Harris did his three minutes. Grinning—though he knew he should be somber, and modulated his voice appropriately, he couldn’t help grinning because he was on the Lehrer hour. He had found a way into the spotlight, a little technical amendment had raised his head above the pack an inch. If things kept going, he could find himself chatting with Katie Couric. Then trips to New Hampshire, exploratory committees … Secretary Bergen listened gravely. She actually inclined her head toward the margin of her box, as if Harris were sitting next to her.
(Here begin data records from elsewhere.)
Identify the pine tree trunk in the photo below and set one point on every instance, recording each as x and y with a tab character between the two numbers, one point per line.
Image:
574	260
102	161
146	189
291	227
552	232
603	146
Harris wound up: he wasn’t attacking responsible homosexuals, he wasn’t sure if they could help the way they were or not. “Jim, this is really about a chosen, self-destructive life style. Let me read you some numbers that have really startled me, and I think will startle the American people. Last year as many as twenty-three percent of homosexual men between the ages of eighteen and thirty-four—”
Lehrer cut him off. “Senator, I’m sorry, but I did want to give the Secretary an opportunity …”
Amazing: Joel had given Randy Craven’s spurious numbers to Melanie just that afternoon, and Harris was already spouting them on national TV. Wasn’t Joel important?
Now it was the Secretary’s turn. In that whiskey baritone, so surprising in such a tiny woman, she would explain how awful the Harris bill was, promise that the President would veto it as soon as it hit his desk. She began: “Jim, as you know, one of the themes of this President, this Administration, from the very beginning has been personal responsibility.” She uttered that phrase in the mandatory italics. “That’s been the cornerstone of our welfare reform, our work in education and job training, countless policy areas. And we think it’s very important to carry that concept over into health care. That people need to take an active role in maintaining their own well-being: diet, exercise, stopping smoking of course. And possibly there does come a point when people have to begin considering the consequences of their own actions.”